Using this method on the first example above \(y^{\prime \prime }-4xy^{\prime }+\left ( 4x^{2}-2\right ) y=0\), where \(q=-4x\) and \(r=\left ( 4x^{2}-2\right ) \). Checking if \(\left ( 4x^{2}-2\right ) =\frac {1}{2}\left ( q^{\prime }+\frac {1}{2}q^{2}\right ) \), then \(\frac {1}{2}\left ( -4+\frac {1}{2}\left ( 16x^{2}\right ) \right ) =\allowbreak 4x^{2}-2=r\). Hence \(M\) exists.
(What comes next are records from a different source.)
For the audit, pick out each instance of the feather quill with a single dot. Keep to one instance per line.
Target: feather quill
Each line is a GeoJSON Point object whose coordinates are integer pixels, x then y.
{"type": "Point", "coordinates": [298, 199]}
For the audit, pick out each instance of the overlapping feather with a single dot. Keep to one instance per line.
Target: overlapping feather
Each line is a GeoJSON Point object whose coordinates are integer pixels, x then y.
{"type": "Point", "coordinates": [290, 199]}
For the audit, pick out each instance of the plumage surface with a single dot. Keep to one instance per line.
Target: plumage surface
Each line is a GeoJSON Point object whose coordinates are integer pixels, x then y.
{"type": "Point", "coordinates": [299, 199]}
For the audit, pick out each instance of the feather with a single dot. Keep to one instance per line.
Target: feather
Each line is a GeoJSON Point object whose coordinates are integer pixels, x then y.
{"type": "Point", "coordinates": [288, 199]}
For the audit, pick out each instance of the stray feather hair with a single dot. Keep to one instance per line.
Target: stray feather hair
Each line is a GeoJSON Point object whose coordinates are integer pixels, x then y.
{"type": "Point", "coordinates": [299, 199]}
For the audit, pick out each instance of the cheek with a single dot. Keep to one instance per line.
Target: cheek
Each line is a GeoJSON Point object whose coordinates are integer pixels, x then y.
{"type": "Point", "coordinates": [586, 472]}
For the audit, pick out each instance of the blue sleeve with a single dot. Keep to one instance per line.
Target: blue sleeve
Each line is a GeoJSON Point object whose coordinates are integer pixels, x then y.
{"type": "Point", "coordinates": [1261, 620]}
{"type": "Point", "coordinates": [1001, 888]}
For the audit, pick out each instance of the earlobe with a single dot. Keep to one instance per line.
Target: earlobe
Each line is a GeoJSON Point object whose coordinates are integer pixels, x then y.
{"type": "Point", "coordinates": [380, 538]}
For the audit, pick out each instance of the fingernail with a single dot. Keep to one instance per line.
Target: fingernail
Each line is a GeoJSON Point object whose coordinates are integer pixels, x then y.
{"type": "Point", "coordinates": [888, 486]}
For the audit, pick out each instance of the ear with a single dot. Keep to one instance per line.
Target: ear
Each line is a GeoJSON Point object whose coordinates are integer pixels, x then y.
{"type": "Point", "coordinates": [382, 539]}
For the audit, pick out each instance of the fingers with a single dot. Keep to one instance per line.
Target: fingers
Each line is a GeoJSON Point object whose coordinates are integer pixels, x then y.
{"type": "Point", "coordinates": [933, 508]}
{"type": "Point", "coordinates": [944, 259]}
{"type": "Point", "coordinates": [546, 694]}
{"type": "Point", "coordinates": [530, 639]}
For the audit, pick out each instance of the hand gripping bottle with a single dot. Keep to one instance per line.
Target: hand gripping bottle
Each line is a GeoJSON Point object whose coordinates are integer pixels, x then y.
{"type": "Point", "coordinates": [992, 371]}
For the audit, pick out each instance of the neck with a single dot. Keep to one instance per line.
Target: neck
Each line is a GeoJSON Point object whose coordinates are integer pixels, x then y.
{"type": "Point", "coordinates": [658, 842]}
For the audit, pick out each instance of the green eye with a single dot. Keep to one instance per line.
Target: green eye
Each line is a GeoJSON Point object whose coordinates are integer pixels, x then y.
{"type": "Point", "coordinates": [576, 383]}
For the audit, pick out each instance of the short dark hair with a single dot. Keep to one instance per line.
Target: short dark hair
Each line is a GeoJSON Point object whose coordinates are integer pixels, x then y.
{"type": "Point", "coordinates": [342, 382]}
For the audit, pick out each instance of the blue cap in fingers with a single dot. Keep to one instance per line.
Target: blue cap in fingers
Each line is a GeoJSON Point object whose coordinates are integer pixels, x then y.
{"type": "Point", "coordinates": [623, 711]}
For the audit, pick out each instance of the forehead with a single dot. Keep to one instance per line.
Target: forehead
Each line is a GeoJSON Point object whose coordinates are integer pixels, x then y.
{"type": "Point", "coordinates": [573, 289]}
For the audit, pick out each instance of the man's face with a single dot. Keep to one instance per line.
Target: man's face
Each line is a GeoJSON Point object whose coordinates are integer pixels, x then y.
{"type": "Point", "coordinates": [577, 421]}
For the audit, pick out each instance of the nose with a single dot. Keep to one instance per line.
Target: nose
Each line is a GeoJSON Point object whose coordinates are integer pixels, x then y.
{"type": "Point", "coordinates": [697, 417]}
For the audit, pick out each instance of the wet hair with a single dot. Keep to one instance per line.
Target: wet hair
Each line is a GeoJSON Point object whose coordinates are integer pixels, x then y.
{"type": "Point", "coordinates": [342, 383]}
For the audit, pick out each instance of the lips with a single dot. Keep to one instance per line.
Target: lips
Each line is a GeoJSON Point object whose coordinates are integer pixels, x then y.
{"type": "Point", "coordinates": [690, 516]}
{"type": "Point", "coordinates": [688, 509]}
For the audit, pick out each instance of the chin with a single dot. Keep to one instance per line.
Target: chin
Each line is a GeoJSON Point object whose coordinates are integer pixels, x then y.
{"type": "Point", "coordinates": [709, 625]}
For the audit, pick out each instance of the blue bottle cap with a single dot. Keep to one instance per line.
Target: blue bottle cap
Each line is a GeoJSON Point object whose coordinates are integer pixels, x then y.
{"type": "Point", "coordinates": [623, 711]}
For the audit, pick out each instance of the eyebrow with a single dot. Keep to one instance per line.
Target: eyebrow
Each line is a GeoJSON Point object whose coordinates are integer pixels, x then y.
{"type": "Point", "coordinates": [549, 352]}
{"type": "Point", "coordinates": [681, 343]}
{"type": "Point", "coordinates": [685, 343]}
This is a much faster method to determine if \(M\) exists or not.  

The second example \(y^{\prime \prime }+\frac {1}{x}y^{\prime }+\frac {1}{x}y=0\) where \(q=\frac {1}{x},r=\frac {1}{x}\), then \(\frac {1}{2}\left ( q^{\prime }+\frac {1}{2}q^{2}\right ) =\frac {1}{2}\left ( -x^{-2}+\frac {1}{2}x^{-2}\right ) =-\frac {1}{4x^{2}}\neq r\). Therefore no \(M\) exists and the integration factor does not exist for this ode. Note this does not mean there is no integrating factor. It just means this short cut method which I call the \(M\) integrating factor does not work.